Yes. threadRenewalDelay is a configuration parameter of the ThreadPoolExecutor and its value never changes at runtime (unless you play with JMX).
The thing is that it may take a long time to renew all the threads of the pool because there might be very long requests. Besides, a second renewal can be triggered (i.e. another webapp being stopped) while some threads have not been renewed yet after the first renewal was asked. By comparing the timestamps of when the thread was created and when the last renewal was triggered, we are sure that all threads are eventually renewed (provided they are returned to the pool).

> 
> 2. Does the thread renewal approach scale under load (i.e. all threads
> in the pool busy servicing requests and CPU close to 90%) ? Is it
> meant for production deployments ?
Yes, it was meant for both development and production and is enabled by default.
When I was developing it I performed some load tests with JMeter to check that there is no functional impact while threads are being renewed, but I did not measure the performance impact of recreating new threads. Anyway, threadRenewalDelay is here to throttle the rate of renewal, so that not all threads are re-created at the same time, thus the performance impact should be negligible (and configurable).

> 
> 3. How about threads that are servicing long running HTTP Keep-alive
> connections that never let the thread return to the pool.

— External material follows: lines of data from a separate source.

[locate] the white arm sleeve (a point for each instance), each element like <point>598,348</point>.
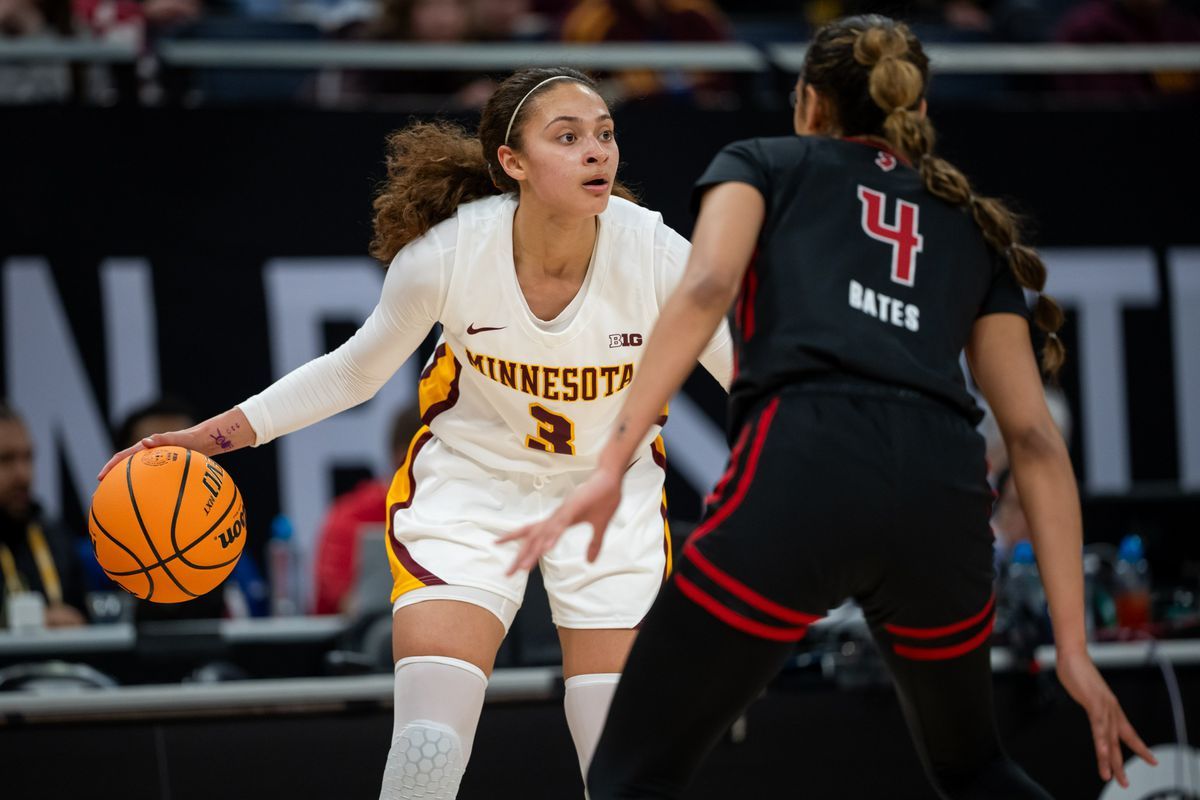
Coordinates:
<point>414,292</point>
<point>670,260</point>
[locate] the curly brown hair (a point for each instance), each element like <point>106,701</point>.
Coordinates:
<point>874,72</point>
<point>436,167</point>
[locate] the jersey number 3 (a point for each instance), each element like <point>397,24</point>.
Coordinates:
<point>556,433</point>
<point>903,235</point>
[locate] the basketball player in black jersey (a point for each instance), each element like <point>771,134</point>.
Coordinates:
<point>857,470</point>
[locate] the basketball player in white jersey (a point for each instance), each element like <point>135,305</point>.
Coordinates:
<point>545,286</point>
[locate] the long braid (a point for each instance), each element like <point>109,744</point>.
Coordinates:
<point>885,98</point>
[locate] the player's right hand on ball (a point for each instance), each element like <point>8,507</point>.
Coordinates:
<point>181,438</point>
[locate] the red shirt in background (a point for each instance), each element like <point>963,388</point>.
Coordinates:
<point>337,543</point>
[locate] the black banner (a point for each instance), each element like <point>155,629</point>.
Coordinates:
<point>205,252</point>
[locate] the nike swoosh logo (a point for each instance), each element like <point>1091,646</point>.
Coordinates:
<point>472,330</point>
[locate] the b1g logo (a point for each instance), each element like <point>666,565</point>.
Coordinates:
<point>903,235</point>
<point>624,340</point>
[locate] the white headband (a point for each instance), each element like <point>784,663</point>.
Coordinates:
<point>517,109</point>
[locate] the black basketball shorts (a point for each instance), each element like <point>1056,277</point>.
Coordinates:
<point>846,491</point>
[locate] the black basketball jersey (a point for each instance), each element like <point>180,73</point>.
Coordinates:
<point>859,271</point>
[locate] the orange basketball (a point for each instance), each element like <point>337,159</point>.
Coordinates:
<point>168,524</point>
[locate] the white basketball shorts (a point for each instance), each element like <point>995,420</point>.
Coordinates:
<point>447,511</point>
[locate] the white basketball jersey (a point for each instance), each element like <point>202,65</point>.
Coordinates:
<point>519,394</point>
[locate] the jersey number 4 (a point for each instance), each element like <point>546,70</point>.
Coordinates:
<point>903,235</point>
<point>556,433</point>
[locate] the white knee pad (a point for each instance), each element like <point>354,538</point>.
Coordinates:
<point>586,701</point>
<point>438,702</point>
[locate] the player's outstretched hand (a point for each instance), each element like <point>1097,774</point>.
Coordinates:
<point>183,438</point>
<point>1110,727</point>
<point>593,501</point>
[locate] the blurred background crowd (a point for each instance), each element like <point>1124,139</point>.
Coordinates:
<point>147,24</point>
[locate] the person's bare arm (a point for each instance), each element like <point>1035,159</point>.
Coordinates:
<point>1001,359</point>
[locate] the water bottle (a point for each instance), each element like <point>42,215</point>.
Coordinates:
<point>281,567</point>
<point>1132,584</point>
<point>1025,600</point>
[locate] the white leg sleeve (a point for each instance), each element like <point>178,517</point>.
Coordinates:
<point>438,701</point>
<point>586,702</point>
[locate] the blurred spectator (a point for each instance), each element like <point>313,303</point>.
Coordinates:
<point>352,515</point>
<point>35,83</point>
<point>654,20</point>
<point>36,554</point>
<point>1131,22</point>
<point>507,20</point>
<point>161,415</point>
<point>435,22</point>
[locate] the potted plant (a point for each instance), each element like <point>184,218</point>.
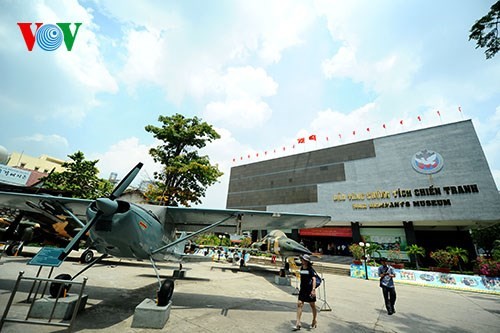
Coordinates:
<point>444,259</point>
<point>459,254</point>
<point>394,257</point>
<point>357,253</point>
<point>416,251</point>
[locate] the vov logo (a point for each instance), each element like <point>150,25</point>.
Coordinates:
<point>48,36</point>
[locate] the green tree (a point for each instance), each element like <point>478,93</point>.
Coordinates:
<point>212,239</point>
<point>80,179</point>
<point>460,255</point>
<point>374,248</point>
<point>185,175</point>
<point>416,251</point>
<point>485,31</point>
<point>485,238</point>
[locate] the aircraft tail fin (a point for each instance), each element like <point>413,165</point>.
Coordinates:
<point>179,248</point>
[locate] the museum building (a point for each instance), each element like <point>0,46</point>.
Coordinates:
<point>427,187</point>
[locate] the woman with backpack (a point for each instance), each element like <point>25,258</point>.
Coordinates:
<point>307,292</point>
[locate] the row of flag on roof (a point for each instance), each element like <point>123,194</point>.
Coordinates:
<point>313,137</point>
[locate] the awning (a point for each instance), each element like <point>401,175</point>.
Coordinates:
<point>327,232</point>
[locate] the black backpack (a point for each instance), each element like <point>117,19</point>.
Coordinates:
<point>318,279</point>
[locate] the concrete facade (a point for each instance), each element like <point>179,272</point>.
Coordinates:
<point>374,184</point>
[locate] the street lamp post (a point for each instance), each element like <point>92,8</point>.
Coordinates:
<point>364,246</point>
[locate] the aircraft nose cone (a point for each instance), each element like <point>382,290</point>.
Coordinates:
<point>106,206</point>
<point>292,246</point>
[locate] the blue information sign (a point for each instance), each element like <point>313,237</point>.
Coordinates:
<point>47,256</point>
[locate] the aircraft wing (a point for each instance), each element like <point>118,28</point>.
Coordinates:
<point>192,219</point>
<point>47,210</point>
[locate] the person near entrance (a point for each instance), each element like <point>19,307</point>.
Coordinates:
<point>386,273</point>
<point>307,292</point>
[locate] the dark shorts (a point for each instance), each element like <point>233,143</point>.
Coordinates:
<point>306,296</point>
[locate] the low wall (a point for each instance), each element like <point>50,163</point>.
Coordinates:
<point>476,283</point>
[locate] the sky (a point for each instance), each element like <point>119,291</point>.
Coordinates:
<point>263,73</point>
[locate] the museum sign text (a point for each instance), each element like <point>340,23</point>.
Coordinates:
<point>419,197</point>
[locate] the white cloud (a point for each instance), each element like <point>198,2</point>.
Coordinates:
<point>244,88</point>
<point>123,156</point>
<point>52,139</point>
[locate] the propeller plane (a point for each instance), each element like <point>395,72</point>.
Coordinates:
<point>126,230</point>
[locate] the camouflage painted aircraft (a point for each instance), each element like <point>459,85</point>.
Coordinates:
<point>122,229</point>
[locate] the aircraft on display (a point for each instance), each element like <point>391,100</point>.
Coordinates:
<point>277,242</point>
<point>126,230</point>
<point>44,224</point>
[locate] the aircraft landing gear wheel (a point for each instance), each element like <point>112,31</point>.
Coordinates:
<point>56,288</point>
<point>13,248</point>
<point>165,293</point>
<point>87,256</point>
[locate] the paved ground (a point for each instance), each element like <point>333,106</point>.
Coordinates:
<point>216,297</point>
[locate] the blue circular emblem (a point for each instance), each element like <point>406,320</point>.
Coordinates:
<point>49,37</point>
<point>427,162</point>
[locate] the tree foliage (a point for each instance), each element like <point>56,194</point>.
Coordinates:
<point>416,251</point>
<point>80,179</point>
<point>485,31</point>
<point>185,175</point>
<point>485,238</point>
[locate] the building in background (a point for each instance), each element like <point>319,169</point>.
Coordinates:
<point>23,170</point>
<point>43,164</point>
<point>427,187</point>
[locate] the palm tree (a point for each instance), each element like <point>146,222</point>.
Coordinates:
<point>459,254</point>
<point>416,250</point>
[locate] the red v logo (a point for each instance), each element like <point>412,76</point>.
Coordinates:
<point>28,34</point>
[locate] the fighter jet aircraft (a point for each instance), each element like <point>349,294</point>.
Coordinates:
<point>43,224</point>
<point>278,243</point>
<point>127,230</point>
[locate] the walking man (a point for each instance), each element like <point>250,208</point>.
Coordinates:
<point>386,274</point>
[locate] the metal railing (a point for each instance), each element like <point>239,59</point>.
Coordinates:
<point>37,282</point>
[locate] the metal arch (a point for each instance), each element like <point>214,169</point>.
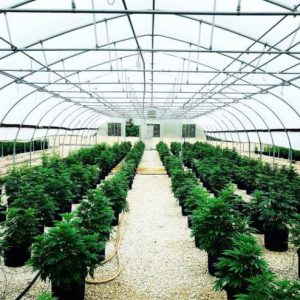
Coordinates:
<point>85,123</point>
<point>69,125</point>
<point>232,139</point>
<point>242,78</point>
<point>90,130</point>
<point>43,88</point>
<point>234,127</point>
<point>262,119</point>
<point>139,50</point>
<point>56,117</point>
<point>241,123</point>
<point>81,122</point>
<point>187,42</point>
<point>96,131</point>
<point>225,136</point>
<point>62,122</point>
<point>24,119</point>
<point>37,125</point>
<point>283,126</point>
<point>216,136</point>
<point>270,108</point>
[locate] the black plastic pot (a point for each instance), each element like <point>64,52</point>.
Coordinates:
<point>211,261</point>
<point>276,239</point>
<point>257,224</point>
<point>232,292</point>
<point>184,211</point>
<point>115,220</point>
<point>16,256</point>
<point>298,251</point>
<point>2,213</point>
<point>75,291</point>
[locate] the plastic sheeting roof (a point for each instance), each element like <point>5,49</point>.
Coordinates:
<point>233,65</point>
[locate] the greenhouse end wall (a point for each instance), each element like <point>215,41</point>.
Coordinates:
<point>170,130</point>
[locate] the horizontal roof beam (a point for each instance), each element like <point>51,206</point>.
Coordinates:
<point>255,130</point>
<point>118,83</point>
<point>8,125</point>
<point>151,12</point>
<point>255,72</point>
<point>156,50</point>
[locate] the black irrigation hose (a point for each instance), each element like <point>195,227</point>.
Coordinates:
<point>24,292</point>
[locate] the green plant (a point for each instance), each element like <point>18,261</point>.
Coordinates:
<point>46,296</point>
<point>295,230</point>
<point>197,197</point>
<point>106,161</point>
<point>228,195</point>
<point>57,182</point>
<point>214,225</point>
<point>65,255</point>
<point>20,228</point>
<point>267,287</point>
<point>275,208</point>
<point>183,184</point>
<point>95,214</point>
<point>82,178</point>
<point>132,130</point>
<point>163,150</point>
<point>175,148</point>
<point>115,190</point>
<point>242,261</point>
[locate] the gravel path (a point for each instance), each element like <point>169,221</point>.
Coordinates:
<point>159,259</point>
<point>158,256</point>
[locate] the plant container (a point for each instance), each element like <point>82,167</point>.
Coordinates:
<point>190,221</point>
<point>211,261</point>
<point>16,256</point>
<point>197,242</point>
<point>115,220</point>
<point>232,292</point>
<point>2,213</point>
<point>184,211</point>
<point>257,224</point>
<point>75,291</point>
<point>276,239</point>
<point>298,252</point>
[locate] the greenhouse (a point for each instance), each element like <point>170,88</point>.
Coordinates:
<point>150,149</point>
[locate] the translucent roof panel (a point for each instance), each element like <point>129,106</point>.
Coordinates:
<point>230,65</point>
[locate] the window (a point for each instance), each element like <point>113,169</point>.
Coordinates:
<point>132,130</point>
<point>114,129</point>
<point>156,130</point>
<point>188,130</point>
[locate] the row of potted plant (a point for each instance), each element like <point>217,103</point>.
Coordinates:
<point>220,228</point>
<point>76,246</point>
<point>280,152</point>
<point>272,208</point>
<point>7,148</point>
<point>39,195</point>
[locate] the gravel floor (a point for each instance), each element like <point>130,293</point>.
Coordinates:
<point>159,259</point>
<point>158,256</point>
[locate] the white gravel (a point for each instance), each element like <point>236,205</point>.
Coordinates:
<point>159,259</point>
<point>158,256</point>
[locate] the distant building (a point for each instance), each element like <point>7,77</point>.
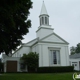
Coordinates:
<point>75,61</point>
<point>52,49</point>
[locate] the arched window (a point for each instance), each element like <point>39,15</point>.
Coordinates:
<point>42,20</point>
<point>46,21</point>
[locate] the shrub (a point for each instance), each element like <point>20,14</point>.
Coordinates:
<point>55,69</point>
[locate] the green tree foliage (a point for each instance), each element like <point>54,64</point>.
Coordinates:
<point>31,60</point>
<point>14,23</point>
<point>1,66</point>
<point>78,48</point>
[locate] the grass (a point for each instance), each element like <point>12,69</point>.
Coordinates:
<point>36,76</point>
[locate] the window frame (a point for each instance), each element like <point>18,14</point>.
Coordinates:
<point>50,62</point>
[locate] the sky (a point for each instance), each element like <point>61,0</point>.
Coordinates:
<point>64,18</point>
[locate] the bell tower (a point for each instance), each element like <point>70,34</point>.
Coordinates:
<point>44,17</point>
<point>44,29</point>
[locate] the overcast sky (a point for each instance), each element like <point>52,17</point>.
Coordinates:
<point>64,18</point>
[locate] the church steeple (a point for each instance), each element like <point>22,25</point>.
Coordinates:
<point>44,17</point>
<point>44,29</point>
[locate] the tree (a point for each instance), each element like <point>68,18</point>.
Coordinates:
<point>1,66</point>
<point>14,23</point>
<point>78,48</point>
<point>31,60</point>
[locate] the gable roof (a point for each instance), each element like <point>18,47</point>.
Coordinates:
<point>30,43</point>
<point>76,55</point>
<point>48,39</point>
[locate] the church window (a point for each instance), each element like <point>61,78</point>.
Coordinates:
<point>45,20</point>
<point>55,57</point>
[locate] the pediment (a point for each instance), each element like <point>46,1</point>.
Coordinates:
<point>54,38</point>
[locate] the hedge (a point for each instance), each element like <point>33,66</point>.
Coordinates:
<point>55,69</point>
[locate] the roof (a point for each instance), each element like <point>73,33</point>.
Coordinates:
<point>43,9</point>
<point>76,55</point>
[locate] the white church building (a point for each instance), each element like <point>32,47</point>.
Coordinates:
<point>52,49</point>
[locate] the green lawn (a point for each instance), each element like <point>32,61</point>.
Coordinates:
<point>37,76</point>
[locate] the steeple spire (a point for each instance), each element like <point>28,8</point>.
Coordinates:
<point>44,17</point>
<point>43,9</point>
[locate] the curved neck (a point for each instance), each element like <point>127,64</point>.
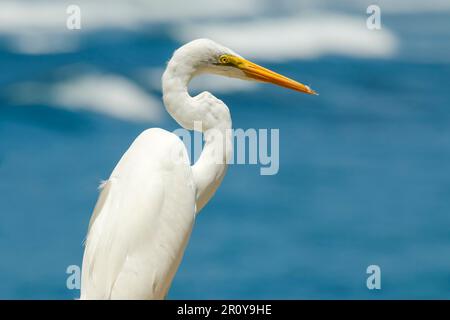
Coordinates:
<point>204,113</point>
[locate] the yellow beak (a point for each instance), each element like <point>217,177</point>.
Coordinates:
<point>254,71</point>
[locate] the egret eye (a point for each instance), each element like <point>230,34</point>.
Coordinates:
<point>224,59</point>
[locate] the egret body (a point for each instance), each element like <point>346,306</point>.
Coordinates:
<point>146,209</point>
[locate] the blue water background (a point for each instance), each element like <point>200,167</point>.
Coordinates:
<point>364,177</point>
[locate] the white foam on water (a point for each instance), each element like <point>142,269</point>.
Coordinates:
<point>108,94</point>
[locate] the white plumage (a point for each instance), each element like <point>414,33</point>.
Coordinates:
<point>146,209</point>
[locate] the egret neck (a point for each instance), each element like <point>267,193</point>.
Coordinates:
<point>204,113</point>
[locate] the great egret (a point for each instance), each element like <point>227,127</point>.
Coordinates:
<point>146,209</point>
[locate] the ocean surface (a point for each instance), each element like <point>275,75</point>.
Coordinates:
<point>364,173</point>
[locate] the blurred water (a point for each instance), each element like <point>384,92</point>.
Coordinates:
<point>364,176</point>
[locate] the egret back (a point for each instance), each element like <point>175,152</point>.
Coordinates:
<point>142,221</point>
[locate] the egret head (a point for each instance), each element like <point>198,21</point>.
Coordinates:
<point>207,56</point>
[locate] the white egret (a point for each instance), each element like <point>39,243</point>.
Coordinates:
<point>146,209</point>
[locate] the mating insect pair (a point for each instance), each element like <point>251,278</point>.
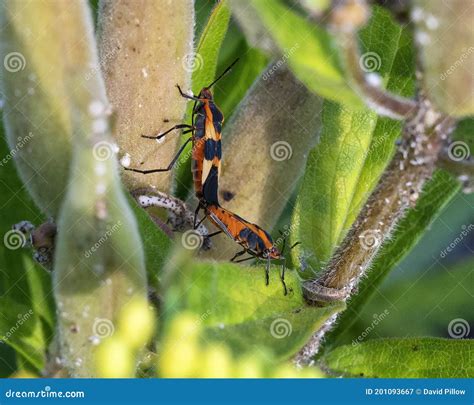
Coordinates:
<point>206,128</point>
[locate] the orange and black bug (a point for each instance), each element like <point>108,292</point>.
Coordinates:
<point>254,240</point>
<point>206,131</point>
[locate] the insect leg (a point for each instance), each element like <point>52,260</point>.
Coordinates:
<point>170,166</point>
<point>213,234</point>
<point>239,254</point>
<point>162,134</point>
<point>196,216</point>
<point>186,95</point>
<point>282,276</point>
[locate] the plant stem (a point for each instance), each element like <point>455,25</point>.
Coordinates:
<point>398,189</point>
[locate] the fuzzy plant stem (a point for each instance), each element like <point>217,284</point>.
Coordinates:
<point>99,262</point>
<point>145,49</point>
<point>398,189</point>
<point>345,19</point>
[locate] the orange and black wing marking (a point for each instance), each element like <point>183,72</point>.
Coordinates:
<point>250,236</point>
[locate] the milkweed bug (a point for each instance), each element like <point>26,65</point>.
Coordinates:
<point>206,131</point>
<point>254,240</point>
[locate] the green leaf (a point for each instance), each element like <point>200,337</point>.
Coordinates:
<point>233,87</point>
<point>237,308</point>
<point>447,292</point>
<point>354,148</point>
<point>436,194</point>
<point>309,50</point>
<point>209,45</point>
<point>21,328</point>
<point>207,52</point>
<point>24,286</point>
<point>404,358</point>
<point>156,243</point>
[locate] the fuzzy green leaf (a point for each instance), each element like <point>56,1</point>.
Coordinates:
<point>354,148</point>
<point>437,193</point>
<point>404,358</point>
<point>209,45</point>
<point>23,285</point>
<point>309,50</point>
<point>244,313</point>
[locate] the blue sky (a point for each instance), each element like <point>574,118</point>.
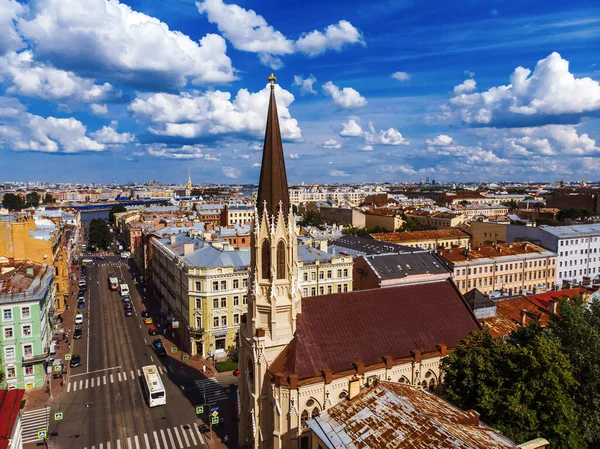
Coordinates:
<point>96,90</point>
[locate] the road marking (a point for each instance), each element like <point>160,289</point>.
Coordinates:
<point>178,437</point>
<point>171,438</point>
<point>162,434</point>
<point>187,441</point>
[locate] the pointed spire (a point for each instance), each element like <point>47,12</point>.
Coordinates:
<point>273,187</point>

Are these
> threads renewed before the server is stopped.
With tomcat 6 (and the BIO connector, I don't know for others), threads were tied to the TCP connection as you describe, so that they were not returned to the pool if the connection was kept alive. But kee-palive is not eternal, the number of requests is limited and there's a timeout if the client does not send a new request for some time.

From tomcat 7 (with the BIO connector at least), threads are decoupled from TCP connections, so that even with keep-alive, threads are returned to the pool after servicing each request. So, in this case threads are newed if needed.